AUGUSTA, GA. — One-quarter of the field for the Masters Tournament drove down Magnolia Lane for the first time this week as contestants.


“It was amazing,” said Patrick Reed. “I wanted to reverse and go again.”

That symbolic drive through Gate 2 of the Augusta National Golf Club is one of the moments every first-time player cherishes. And there are more of them this week to experience that than at any time in tournament history.

When Matt Jones of Australia chipped in for birdie on the first playoff hole last week to beat Matt Kuchar in the Shell Houston Open, Jones became the 24th first-time player at Augusta this week, breaking the record of 23 in 1935 — the second year of the tournament.
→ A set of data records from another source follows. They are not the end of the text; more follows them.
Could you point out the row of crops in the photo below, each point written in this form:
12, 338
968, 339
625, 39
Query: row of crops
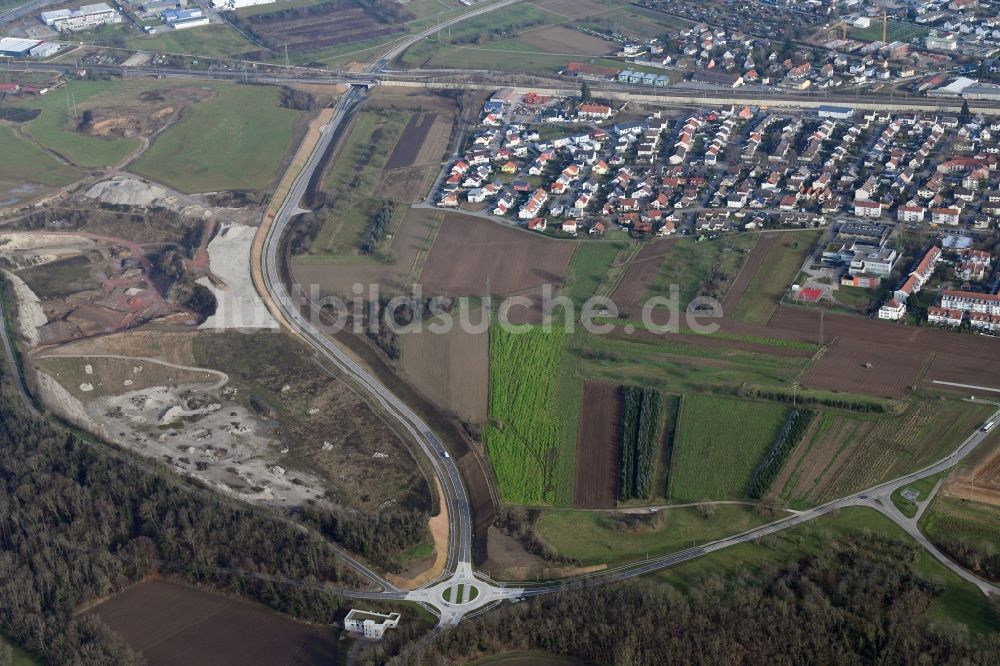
637, 457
The most Masters rookies in recent years were 20 first-time players in 2008 and 2011. With the large number of players who won PGA Tour events as their ticket to the Masters, the number increased, making it statistically more likely that someone will become the first player since Fuzzy Zoeller in 1979 to win at Augusta in his first start.
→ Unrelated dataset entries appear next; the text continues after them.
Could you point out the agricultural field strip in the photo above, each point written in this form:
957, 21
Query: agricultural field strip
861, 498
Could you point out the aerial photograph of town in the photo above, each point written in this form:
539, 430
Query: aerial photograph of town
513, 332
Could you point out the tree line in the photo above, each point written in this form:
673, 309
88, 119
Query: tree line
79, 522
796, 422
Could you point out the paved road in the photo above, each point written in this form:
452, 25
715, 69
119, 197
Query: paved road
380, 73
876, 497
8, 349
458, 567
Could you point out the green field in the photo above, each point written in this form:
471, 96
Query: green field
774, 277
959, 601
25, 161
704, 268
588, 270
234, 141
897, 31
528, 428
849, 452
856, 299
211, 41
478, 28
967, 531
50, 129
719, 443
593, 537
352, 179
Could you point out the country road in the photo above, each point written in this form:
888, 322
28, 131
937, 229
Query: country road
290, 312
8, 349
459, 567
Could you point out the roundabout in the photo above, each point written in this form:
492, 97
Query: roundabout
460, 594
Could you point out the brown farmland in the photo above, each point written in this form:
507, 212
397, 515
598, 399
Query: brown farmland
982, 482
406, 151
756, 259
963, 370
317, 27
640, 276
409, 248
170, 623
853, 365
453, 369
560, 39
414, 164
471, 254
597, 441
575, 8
They’re not lacking for optimism or even confidence that they can make it a memorable Masters. When asked if a rookie winner can emerge as the winner for the first time in 35 years, most of them were unhesitant in their answers.
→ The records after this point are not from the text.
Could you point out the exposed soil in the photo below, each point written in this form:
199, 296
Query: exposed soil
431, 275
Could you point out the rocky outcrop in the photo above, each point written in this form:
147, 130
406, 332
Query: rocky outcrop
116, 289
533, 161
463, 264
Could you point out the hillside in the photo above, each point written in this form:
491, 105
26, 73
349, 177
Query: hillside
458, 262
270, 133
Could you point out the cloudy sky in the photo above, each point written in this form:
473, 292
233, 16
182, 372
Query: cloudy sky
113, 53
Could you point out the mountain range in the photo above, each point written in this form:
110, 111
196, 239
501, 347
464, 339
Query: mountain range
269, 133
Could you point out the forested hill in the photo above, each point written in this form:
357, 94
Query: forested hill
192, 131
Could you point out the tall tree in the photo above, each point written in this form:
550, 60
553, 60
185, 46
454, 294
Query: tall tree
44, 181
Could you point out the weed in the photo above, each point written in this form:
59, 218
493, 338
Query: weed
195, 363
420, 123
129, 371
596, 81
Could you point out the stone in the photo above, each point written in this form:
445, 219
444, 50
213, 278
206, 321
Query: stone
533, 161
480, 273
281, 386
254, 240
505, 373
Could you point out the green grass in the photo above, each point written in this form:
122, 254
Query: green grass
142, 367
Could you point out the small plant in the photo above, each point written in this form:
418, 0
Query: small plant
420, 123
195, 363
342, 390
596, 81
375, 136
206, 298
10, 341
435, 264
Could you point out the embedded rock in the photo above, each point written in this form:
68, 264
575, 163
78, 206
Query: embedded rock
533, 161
“I don’t see why not,” said Jimmy Walker, the Tour’s only three-time winner in the 2013-2014 season who qualified for the invitation when he won the Open last fall. “It is golf, and you have to go out and execute and hit the shots. I don’t think it’s out of the question. I’m here to play well, and I’m here to have a chance. ... So why couldn’t a rookie win again.”

“Whoever is playing their best golf is going to win,” said Reed, a former member of nearby Georgia Regents University. “Doesn’t matter if you’ve played here once or you’ve played here 50 times.”

“If you’re hitting the ball well enough and you’re putting well enough, it doesn’t matter where you’re playing,” said Jordan Spieth, who has risen from no status on the PGA Tour at the beginning of the 2013 season to 13th in the world this week. “I think there’s an emphasis [this week] on first-time winners, or the lack or first-time winners, but I don’t see that it’s a big deal at all.”

Listening or reading about some of the comments are some veterans, some of whom have won the Masters and some who haven’t.

Their cautionary tale to the first-timers is that regardless of how well they’re playing, the pressure of a weekend at Augusta National can squeeze the life out of cockiness.

Trying to tamp down the excitement, as difficult as that might sound, is also advisable.

“My first was 2005, and we had a 36-hole Monday finish in Atlanta,” said 2007 Masters champion Zach Johnson of St. Simons Island, Ga. “I didn’t get here until Tuesday and to say I was a deer in the headlights is an understatement. I had no idea what was going on.”

“Pace yourself,” advised Ponte Vedra Beach resident Jim Furyk. “[In his first Masters, in 1996] I hit too many balls. I spent too much time on the range, the chipping green, the putting green, played 18 ... just too excited to be here. But by the time Thursday comes around, you’re already somewhat worn out. By Sunday, you’re running on fumes.”

The first-time players have picked up on one key component in getting ready to tackle Augusta National for the first time: lean on the veterans.

Spieth was seen at length on the putting green Tuesday with past champions Tom Watson and Ben Crenshaw. Reed played with Rory McIlroy, and will again Thursday and Friday when the tournament begins. Jones has a Wednesday practice round scheduled with defending champion and fellow Aussie Adam Scott.

Johnson said he picked up valuable information in his first-ever Masters round when he played with 1998 champion Mark O’Meara. Johnson shot 81 and O’Meara 72.

“I hit it as well as he did, and it was humbling,” Johnson said. “It wasn’t so much of where he hit it but where he missed it, and the putts and chips he made. That kind of knowledge rubs off.”

The Augusta National competition committee also historically tries to put rookie players in groupings with veterans. Spieth will join Reed in playing with McIlroy, who is in his sixth Masters. Kevin Stadler is playing with 1991 champion Ian Woosnam. Jonas Blixt of Jacksonville Beach is playing with Crenshaw. Billy Horschel of Ponte Vedra Beach has Watson for a playing partner. Matt Every of Jacksonville Beach drew 2003 champion Mike Weir.

“I got to play my first two rounds with Fuzzy Zoeller, and he was whistling off the first tee,” said Scott, who will play with U.S. Amateur champion Matthew Fitzpatrick. “I wasn’t quite sure what to make of it, but it was certainly a little more light-hearted than I thought. He’s [Fitzpatrick] got to enjoy the experience and hopefully it inspires him to keep working hard and come back, many many times.”

Trying to handicap which of the first-time players has the best chance to contend is difficult. After all, who saw Frank Urban Zoeller coming?

Johnson said one or more of them in the mix on Sunday shouldn’t come as any great shock.

“They’re all really good, so I’m hoping they don’t play somehow ... WD, DQ,” he said in a kidding fashion. “Any one of them would not surprise me, they’re so talented.